The visitor pattern may look verbose, but it maps directly to serde’s parsing model. You implement expecting, then specific methods such as visit_str and visit_map. This makes mixed-form support explicit and readable in one place. It also avoids sprinkling fallback logic across call sites.

Another benefit is compatibility control. Protocol layers often need to keep old documents working while adding richer authoring forms. A custom visitor lets you add support incrementally without changing domain model shape. You can continue returning one internal struct while accepting multiple syntaxes externally.

The cost is maintenance burden.

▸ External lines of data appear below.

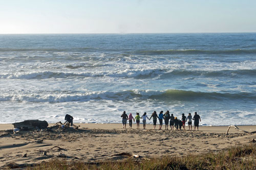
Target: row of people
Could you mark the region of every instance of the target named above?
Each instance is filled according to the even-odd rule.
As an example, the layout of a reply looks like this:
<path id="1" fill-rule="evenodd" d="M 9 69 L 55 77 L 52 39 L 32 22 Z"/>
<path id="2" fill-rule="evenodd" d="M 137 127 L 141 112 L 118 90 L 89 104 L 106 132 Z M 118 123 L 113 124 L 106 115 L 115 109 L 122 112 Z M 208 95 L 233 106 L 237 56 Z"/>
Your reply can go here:
<path id="1" fill-rule="evenodd" d="M 197 113 L 195 112 L 195 115 L 192 117 L 191 113 L 188 113 L 187 117 L 185 116 L 184 113 L 182 113 L 181 119 L 178 119 L 177 117 L 174 117 L 174 114 L 172 114 L 170 115 L 169 112 L 167 110 L 164 114 L 163 111 L 161 111 L 160 112 L 159 114 L 157 115 L 156 111 L 154 111 L 152 113 L 150 118 L 148 118 L 146 115 L 146 112 L 144 112 L 143 115 L 141 117 L 140 116 L 139 113 L 136 113 L 136 116 L 135 117 L 133 117 L 132 114 L 131 113 L 128 116 L 125 111 L 123 111 L 123 114 L 121 115 L 122 117 L 122 124 L 123 128 L 126 129 L 126 125 L 127 123 L 127 120 L 129 120 L 129 125 L 130 128 L 132 128 L 133 124 L 133 120 L 134 122 L 136 121 L 136 126 L 137 129 L 139 129 L 140 127 L 140 119 L 142 119 L 142 122 L 143 124 L 143 129 L 146 128 L 146 120 L 147 118 L 148 120 L 151 120 L 151 118 L 153 119 L 153 126 L 154 129 L 156 129 L 156 127 L 157 125 L 157 119 L 159 121 L 159 130 L 162 129 L 162 126 L 163 125 L 163 119 L 164 120 L 164 124 L 165 124 L 165 130 L 168 130 L 168 127 L 169 126 L 170 127 L 170 130 L 174 130 L 174 127 L 176 129 L 181 129 L 181 127 L 183 128 L 184 130 L 185 129 L 185 124 L 186 122 L 188 122 L 188 128 L 189 130 L 192 130 L 192 120 L 194 120 L 194 126 L 196 130 L 196 127 L 197 128 L 197 130 L 198 130 L 198 127 L 199 126 L 199 121 L 201 122 L 200 116 L 197 114 Z"/>

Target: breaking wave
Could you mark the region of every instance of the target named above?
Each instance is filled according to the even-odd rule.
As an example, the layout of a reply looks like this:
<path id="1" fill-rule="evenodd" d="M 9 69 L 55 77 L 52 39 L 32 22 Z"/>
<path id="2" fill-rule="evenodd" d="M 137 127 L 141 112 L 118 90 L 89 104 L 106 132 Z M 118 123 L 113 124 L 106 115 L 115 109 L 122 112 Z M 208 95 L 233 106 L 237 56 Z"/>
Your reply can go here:
<path id="1" fill-rule="evenodd" d="M 156 100 L 162 101 L 189 101 L 200 100 L 239 100 L 255 101 L 256 95 L 250 93 L 222 93 L 204 92 L 175 89 L 166 90 L 133 90 L 119 92 L 90 92 L 83 93 L 67 94 L 1 94 L 0 101 L 27 102 L 70 102 L 90 100 L 126 101 L 130 100 Z"/>
<path id="2" fill-rule="evenodd" d="M 4 74 L 0 75 L 0 78 L 14 79 L 46 79 L 50 78 L 67 78 L 69 77 L 88 77 L 109 76 L 111 77 L 146 78 L 154 77 L 163 70 L 155 69 L 125 69 L 112 72 L 62 72 L 52 71 L 40 71 L 26 72 L 21 71 L 15 74 Z"/>
<path id="3" fill-rule="evenodd" d="M 202 50 L 196 49 L 187 50 L 167 50 L 140 51 L 137 52 L 141 55 L 241 55 L 256 54 L 256 49 L 232 50 Z"/>

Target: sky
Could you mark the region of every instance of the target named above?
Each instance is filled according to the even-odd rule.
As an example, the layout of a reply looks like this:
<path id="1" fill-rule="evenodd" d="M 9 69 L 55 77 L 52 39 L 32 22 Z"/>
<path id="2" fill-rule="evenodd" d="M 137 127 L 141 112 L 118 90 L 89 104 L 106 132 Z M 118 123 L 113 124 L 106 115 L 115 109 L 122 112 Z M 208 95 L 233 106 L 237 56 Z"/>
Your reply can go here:
<path id="1" fill-rule="evenodd" d="M 256 32 L 255 0 L 0 0 L 0 34 Z"/>

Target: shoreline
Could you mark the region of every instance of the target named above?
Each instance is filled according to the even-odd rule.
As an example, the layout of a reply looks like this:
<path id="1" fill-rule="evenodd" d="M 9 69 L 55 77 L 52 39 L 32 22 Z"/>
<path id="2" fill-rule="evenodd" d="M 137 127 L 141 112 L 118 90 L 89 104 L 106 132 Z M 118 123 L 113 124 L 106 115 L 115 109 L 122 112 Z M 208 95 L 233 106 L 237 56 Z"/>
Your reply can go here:
<path id="1" fill-rule="evenodd" d="M 114 129 L 121 129 L 122 128 L 122 124 L 121 123 L 73 123 L 75 125 L 80 125 L 81 128 L 97 128 L 102 129 L 109 129 L 111 130 L 111 128 L 113 128 Z M 55 123 L 48 123 L 49 126 L 48 127 L 51 127 L 55 124 Z M 256 125 L 236 125 L 238 127 L 242 127 L 241 128 L 243 130 L 244 129 L 246 129 L 245 130 L 250 131 L 251 128 L 254 128 L 254 130 L 256 130 Z M 133 123 L 133 129 L 136 129 L 136 123 Z M 187 124 L 185 125 L 186 130 L 188 129 L 188 126 Z M 224 131 L 225 128 L 227 129 L 228 126 L 230 125 L 218 125 L 218 126 L 204 126 L 204 125 L 200 125 L 199 126 L 199 130 L 200 131 L 210 131 L 211 129 L 216 129 L 217 128 L 219 129 L 220 131 Z M 157 124 L 156 130 L 158 130 L 158 127 L 159 127 L 159 124 Z M 146 130 L 153 129 L 153 124 L 146 124 Z M 169 130 L 170 128 L 169 125 L 168 125 Z M 13 125 L 12 124 L 0 124 L 0 131 L 1 130 L 7 130 L 13 129 Z M 194 129 L 194 124 L 192 124 L 192 128 Z M 162 127 L 162 130 L 164 130 L 165 128 L 165 124 L 163 124 L 163 126 Z M 244 129 L 243 129 L 244 128 Z M 129 128 L 129 123 L 126 124 L 126 129 L 130 129 Z M 140 129 L 143 130 L 143 124 L 140 123 Z M 230 129 L 231 131 L 232 129 Z"/>
<path id="2" fill-rule="evenodd" d="M 121 161 L 124 157 L 116 154 L 122 153 L 139 155 L 142 159 L 200 154 L 249 143 L 256 139 L 255 133 L 245 133 L 234 128 L 226 135 L 228 126 L 200 126 L 198 131 L 155 130 L 151 124 L 147 124 L 145 130 L 142 125 L 139 130 L 136 129 L 135 124 L 133 124 L 133 129 L 124 130 L 121 124 L 74 124 L 80 126 L 78 130 L 55 129 L 15 134 L 12 124 L 0 124 L 0 168 L 13 162 L 38 163 L 56 159 L 85 162 Z M 49 124 L 49 126 L 53 125 Z M 256 125 L 238 127 L 249 132 L 256 131 Z M 157 125 L 156 129 L 158 127 Z M 53 147 L 55 148 L 51 149 Z M 43 151 L 46 150 L 49 150 L 47 155 L 43 155 Z M 64 157 L 59 157 L 63 154 Z"/>

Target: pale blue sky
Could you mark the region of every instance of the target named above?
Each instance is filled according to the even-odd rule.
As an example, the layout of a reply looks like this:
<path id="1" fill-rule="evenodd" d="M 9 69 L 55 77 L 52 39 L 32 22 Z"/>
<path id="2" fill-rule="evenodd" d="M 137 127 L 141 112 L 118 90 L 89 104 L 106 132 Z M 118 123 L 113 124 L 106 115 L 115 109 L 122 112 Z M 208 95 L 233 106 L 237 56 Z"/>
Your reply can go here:
<path id="1" fill-rule="evenodd" d="M 256 32 L 256 1 L 0 0 L 0 34 Z"/>

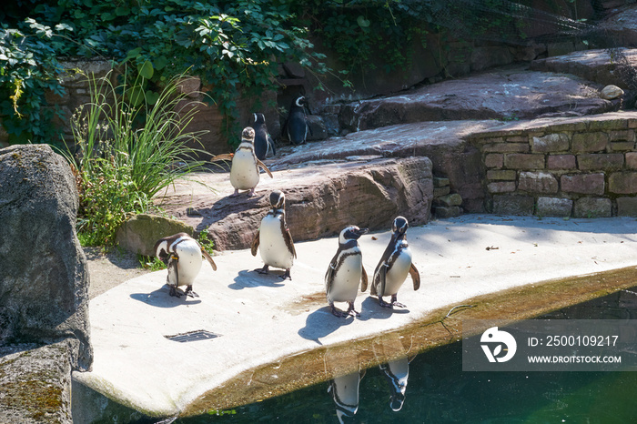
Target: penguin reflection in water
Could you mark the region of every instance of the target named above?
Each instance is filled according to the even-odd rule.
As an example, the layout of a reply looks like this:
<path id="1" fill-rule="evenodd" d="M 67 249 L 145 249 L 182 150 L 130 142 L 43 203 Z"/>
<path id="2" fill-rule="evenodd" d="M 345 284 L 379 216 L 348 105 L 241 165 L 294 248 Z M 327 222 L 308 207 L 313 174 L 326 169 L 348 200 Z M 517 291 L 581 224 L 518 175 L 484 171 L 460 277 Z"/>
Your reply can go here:
<path id="1" fill-rule="evenodd" d="M 192 291 L 192 283 L 201 269 L 201 256 L 210 263 L 213 270 L 217 265 L 199 243 L 186 233 L 177 233 L 159 238 L 155 243 L 155 254 L 168 267 L 168 276 L 166 282 L 170 288 L 170 296 L 181 297 L 179 286 L 186 286 L 183 293 L 187 297 L 198 298 Z"/>
<path id="2" fill-rule="evenodd" d="M 259 167 L 263 168 L 270 178 L 273 177 L 268 167 L 255 155 L 254 140 L 254 128 L 246 126 L 241 134 L 241 144 L 235 153 L 217 155 L 210 159 L 213 162 L 232 159 L 230 184 L 235 187 L 235 192 L 230 196 L 233 197 L 238 196 L 239 190 L 249 190 L 248 196 L 254 195 L 260 179 Z"/>
<path id="3" fill-rule="evenodd" d="M 391 239 L 374 270 L 370 291 L 372 296 L 379 297 L 379 304 L 381 307 L 405 308 L 405 305 L 398 302 L 397 293 L 407 279 L 408 273 L 411 276 L 414 290 L 420 287 L 420 277 L 411 262 L 411 250 L 405 235 L 408 227 L 404 217 L 397 217 L 394 219 L 391 225 Z M 382 299 L 383 296 L 391 296 L 391 302 L 385 302 Z"/>
<path id="4" fill-rule="evenodd" d="M 257 272 L 268 274 L 269 267 L 279 268 L 286 270 L 281 278 L 291 280 L 289 269 L 297 257 L 297 251 L 286 223 L 285 202 L 283 192 L 275 190 L 270 193 L 272 210 L 261 219 L 261 226 L 252 241 L 251 252 L 252 256 L 257 256 L 257 249 L 259 249 L 265 264 L 262 268 L 256 269 Z"/>
<path id="5" fill-rule="evenodd" d="M 325 291 L 332 314 L 337 317 L 360 317 L 354 310 L 354 300 L 359 291 L 367 289 L 368 278 L 363 267 L 363 256 L 359 247 L 358 239 L 367 233 L 367 228 L 356 226 L 346 227 L 339 236 L 339 250 L 332 257 L 328 272 L 325 274 Z M 338 310 L 334 302 L 348 302 L 349 308 L 346 312 Z"/>

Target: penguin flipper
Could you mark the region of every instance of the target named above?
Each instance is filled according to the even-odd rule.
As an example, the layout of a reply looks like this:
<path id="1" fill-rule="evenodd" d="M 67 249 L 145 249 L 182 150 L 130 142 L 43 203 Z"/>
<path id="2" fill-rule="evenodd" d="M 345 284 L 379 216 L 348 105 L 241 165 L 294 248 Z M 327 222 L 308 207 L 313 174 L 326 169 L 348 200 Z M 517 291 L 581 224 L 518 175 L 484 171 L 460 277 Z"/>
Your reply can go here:
<path id="1" fill-rule="evenodd" d="M 413 263 L 411 264 L 411 267 L 410 267 L 410 275 L 414 282 L 414 290 L 418 290 L 420 288 L 420 275 L 418 273 L 418 269 L 416 269 Z"/>
<path id="2" fill-rule="evenodd" d="M 257 234 L 255 234 L 255 237 L 252 239 L 252 246 L 250 247 L 250 253 L 252 253 L 253 257 L 257 256 L 257 250 L 258 250 L 258 242 L 260 241 L 259 238 L 259 233 L 261 231 L 261 228 L 257 230 Z"/>
<path id="3" fill-rule="evenodd" d="M 360 268 L 362 269 L 362 272 L 360 273 L 360 291 L 365 291 L 367 290 L 367 286 L 368 286 L 368 277 L 367 277 L 367 271 L 365 270 L 365 267 L 361 264 Z"/>
<path id="4" fill-rule="evenodd" d="M 221 155 L 217 155 L 210 157 L 210 162 L 217 162 L 217 160 L 232 160 L 234 156 L 234 153 L 223 153 Z"/>
<path id="5" fill-rule="evenodd" d="M 201 247 L 201 254 L 206 257 L 206 260 L 207 260 L 210 263 L 210 267 L 212 267 L 212 270 L 216 271 L 217 270 L 217 264 L 215 263 L 214 260 L 212 260 L 212 256 L 206 251 L 203 247 Z"/>
<path id="6" fill-rule="evenodd" d="M 268 167 L 266 167 L 266 164 L 264 164 L 263 162 L 261 162 L 258 157 L 255 157 L 255 159 L 257 159 L 257 165 L 259 166 L 259 167 L 261 167 L 263 168 L 263 170 L 266 171 L 266 173 L 267 173 L 268 176 L 270 176 L 270 178 L 274 178 L 274 177 L 272 177 L 272 173 L 270 172 L 270 170 L 268 169 Z"/>

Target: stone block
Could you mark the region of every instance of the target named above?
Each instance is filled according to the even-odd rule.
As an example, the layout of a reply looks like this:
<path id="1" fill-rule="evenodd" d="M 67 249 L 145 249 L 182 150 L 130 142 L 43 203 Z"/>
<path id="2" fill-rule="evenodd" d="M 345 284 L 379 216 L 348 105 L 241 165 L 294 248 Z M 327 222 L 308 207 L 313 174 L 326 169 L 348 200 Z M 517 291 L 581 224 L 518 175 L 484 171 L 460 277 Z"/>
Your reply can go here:
<path id="1" fill-rule="evenodd" d="M 637 172 L 615 172 L 608 177 L 611 193 L 630 195 L 637 193 Z"/>
<path id="2" fill-rule="evenodd" d="M 485 153 L 527 153 L 529 143 L 490 143 L 484 145 L 482 151 Z"/>
<path id="3" fill-rule="evenodd" d="M 634 141 L 612 141 L 611 151 L 613 152 L 629 152 L 635 149 Z"/>
<path id="4" fill-rule="evenodd" d="M 493 197 L 493 213 L 498 215 L 533 215 L 533 197 L 531 196 Z"/>
<path id="5" fill-rule="evenodd" d="M 433 177 L 433 187 L 438 188 L 441 187 L 449 186 L 449 178 L 443 177 Z"/>
<path id="6" fill-rule="evenodd" d="M 518 173 L 512 169 L 490 169 L 487 171 L 487 179 L 515 181 Z"/>
<path id="7" fill-rule="evenodd" d="M 504 156 L 504 167 L 511 169 L 544 169 L 544 155 L 508 154 Z"/>
<path id="8" fill-rule="evenodd" d="M 621 153 L 578 155 L 577 165 L 582 171 L 618 171 L 623 167 L 623 155 Z"/>
<path id="9" fill-rule="evenodd" d="M 446 187 L 435 187 L 433 189 L 433 197 L 440 197 L 442 196 L 446 196 L 451 192 L 451 187 L 449 186 Z"/>
<path id="10" fill-rule="evenodd" d="M 575 200 L 575 217 L 609 217 L 612 214 L 612 202 L 604 197 L 581 197 Z"/>
<path id="11" fill-rule="evenodd" d="M 571 149 L 573 153 L 602 152 L 606 150 L 608 144 L 609 137 L 606 133 L 577 133 L 573 134 Z"/>
<path id="12" fill-rule="evenodd" d="M 603 195 L 605 187 L 604 175 L 597 173 L 561 176 L 560 185 L 561 191 L 566 193 Z"/>
<path id="13" fill-rule="evenodd" d="M 577 167 L 575 155 L 549 155 L 546 158 L 546 167 L 548 169 L 575 169 Z"/>
<path id="14" fill-rule="evenodd" d="M 515 191 L 515 181 L 500 181 L 487 185 L 489 193 L 511 193 Z"/>
<path id="15" fill-rule="evenodd" d="M 629 169 L 637 169 L 637 152 L 628 152 L 625 157 L 626 167 Z"/>
<path id="16" fill-rule="evenodd" d="M 501 153 L 490 153 L 484 157 L 484 166 L 487 167 L 502 167 L 504 156 Z"/>
<path id="17" fill-rule="evenodd" d="M 441 197 L 434 198 L 433 203 L 436 206 L 459 207 L 462 204 L 462 197 L 458 193 L 453 193 L 450 195 L 442 196 Z"/>
<path id="18" fill-rule="evenodd" d="M 440 219 L 456 217 L 462 215 L 462 208 L 460 207 L 435 207 L 433 214 Z"/>
<path id="19" fill-rule="evenodd" d="M 637 197 L 617 197 L 617 215 L 637 217 Z"/>
<path id="20" fill-rule="evenodd" d="M 534 136 L 531 151 L 533 153 L 563 152 L 569 149 L 569 136 L 564 133 Z"/>
<path id="21" fill-rule="evenodd" d="M 537 215 L 540 217 L 571 217 L 573 201 L 570 198 L 540 197 Z"/>
<path id="22" fill-rule="evenodd" d="M 559 188 L 558 181 L 548 172 L 529 172 L 520 173 L 518 189 L 531 193 L 557 193 Z"/>

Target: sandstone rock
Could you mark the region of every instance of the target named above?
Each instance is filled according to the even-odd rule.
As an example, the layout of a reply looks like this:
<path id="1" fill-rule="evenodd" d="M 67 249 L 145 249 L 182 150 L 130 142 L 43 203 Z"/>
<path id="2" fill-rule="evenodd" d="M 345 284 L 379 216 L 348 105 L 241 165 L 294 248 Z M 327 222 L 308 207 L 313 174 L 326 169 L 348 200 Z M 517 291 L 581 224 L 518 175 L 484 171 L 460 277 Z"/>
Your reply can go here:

Manual visitors require tests for every accepted and rejected shape, including nested edge cases. In return, you get precise parsing behavior and better diagnostics. In protocol code, that trade is usually worth it because deserialization is a public boundary.

Fireside Walkthrough

Source anchor: crates/fireside-core/src/model/content.rs (ListItem).

impl<'de> serde::Deserialize<'de> for ListItem {
fn deserialize<D>(deserializer: D) -> Result<Self, D::Error>
where
D: serde::Deserializer<'de>,
{
struct ListItemVisitor;
// visit_str => bare string form
// visit_map => object form with text + children
deserializer.deserialize_any(ListItemVisitor)
}
}

Why this design:

  • Supports concise authoring ("item") and rich structure.
  • Keeps one runtime representation.
  • Produces domain-specific expectation text.

Exercise

Add an InlineStyle type that accepts both:

  • bare string: "bold"
  • object: { "style": "bold", "color": "red" }

Then add an integration test named inline_style_roundtrip.

Verification

Run:

Terminal window
cargo test -p fireside-core inline_style_roundtrip

What would break if…

If you switch to a naive #[serde(untagged)] setup where variants overlap, serde may select an unintended branch or emit low-quality errors when object fields are partial. You might accept malformed input silently or reject valid input with confusing messages.

Key Takeaways

Manual serde is for boundary cases where shape flexibility and error quality matter more than brevity. Visitors make accepted forms explicit and keep runtime models clean. Fireside’s ListItem is a practical template for mixed syntax support in protocol code. Use derive first, then move to custom deserialize only when behavior or diagnostics demand it.